If $AB=7cm$, $BP=4cm$, $AP=5.4cm$, then compare the segments. A. $AB>BP>AB$ B. $BPC. $AP>BPD. None of these
Hint: We are given $AB=7cm$, $BP=4cm$, $AP=5.4cm$ and we are told to compare the segments. Comparing the segments means to arrange in order from bigger to smaller. So, see the numbers and arrange from bigger to smaller. Then taking the reference of numbers arrange the segments $AB,AP$ and $BP$. Try it, you will get the answer.

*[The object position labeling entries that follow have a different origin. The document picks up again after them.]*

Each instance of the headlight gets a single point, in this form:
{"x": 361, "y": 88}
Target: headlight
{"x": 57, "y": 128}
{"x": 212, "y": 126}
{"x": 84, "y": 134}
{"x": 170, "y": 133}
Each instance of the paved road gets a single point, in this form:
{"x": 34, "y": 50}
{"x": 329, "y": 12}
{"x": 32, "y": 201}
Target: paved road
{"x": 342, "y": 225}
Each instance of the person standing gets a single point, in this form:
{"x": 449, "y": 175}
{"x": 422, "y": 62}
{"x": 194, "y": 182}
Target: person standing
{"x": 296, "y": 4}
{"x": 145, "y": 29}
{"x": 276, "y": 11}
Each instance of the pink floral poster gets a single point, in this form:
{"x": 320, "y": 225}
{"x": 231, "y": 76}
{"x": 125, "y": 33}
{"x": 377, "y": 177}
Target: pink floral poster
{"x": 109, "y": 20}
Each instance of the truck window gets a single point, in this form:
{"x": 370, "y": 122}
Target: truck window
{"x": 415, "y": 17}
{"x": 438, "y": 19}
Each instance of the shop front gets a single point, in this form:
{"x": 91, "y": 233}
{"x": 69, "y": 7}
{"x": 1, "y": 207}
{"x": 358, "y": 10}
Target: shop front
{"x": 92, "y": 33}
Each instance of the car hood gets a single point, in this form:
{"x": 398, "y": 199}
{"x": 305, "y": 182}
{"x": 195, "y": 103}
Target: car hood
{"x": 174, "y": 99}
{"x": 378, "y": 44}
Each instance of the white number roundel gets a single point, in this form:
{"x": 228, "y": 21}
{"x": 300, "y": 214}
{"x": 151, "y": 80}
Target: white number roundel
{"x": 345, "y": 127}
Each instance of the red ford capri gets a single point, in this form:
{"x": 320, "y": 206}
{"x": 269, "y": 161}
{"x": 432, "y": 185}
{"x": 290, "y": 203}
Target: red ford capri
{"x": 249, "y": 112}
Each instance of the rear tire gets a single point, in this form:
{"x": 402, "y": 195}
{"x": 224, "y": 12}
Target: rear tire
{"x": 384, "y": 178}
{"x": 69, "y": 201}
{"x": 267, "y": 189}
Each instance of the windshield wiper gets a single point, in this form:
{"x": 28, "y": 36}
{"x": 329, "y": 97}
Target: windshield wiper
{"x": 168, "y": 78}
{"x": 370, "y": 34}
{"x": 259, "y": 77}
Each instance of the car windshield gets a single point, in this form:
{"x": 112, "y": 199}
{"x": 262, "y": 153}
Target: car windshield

Complete step-by-step answer: In geometry, a line segment is a part of a line that is bounded by two distinct endpoints, and contains every point on the line between its endpoints. A closed line segment includes both endpoints, while an open line segment excludes both endpoints; a half-open line segment includes exactly one of the endpoints.
Examples of line segments include the sides of a triangle or square. More generally, when both of the segment's end points are vertices of a polygon or polyhedron, the line segment is either an edge (of that polygon or polyhedron) if they are adjacent vertices, or otherwise a diagonal. When the end points both lie on a curve such as a circle, a line segment is called a chord (of that curve).
In geometry, a line can be defined as a straight one- dimensional figure that has no thickness and extends endlessly in both directions.
It is often described as the shortest distance between any two points.
A line is one-dimensional. It has zero width. If you draw a line with a pencil, examination with a microscope would show that the pencil mark has a measurable width. The pencil line is just a way to illustrate the idea on paper. In geometry however, a line has no width.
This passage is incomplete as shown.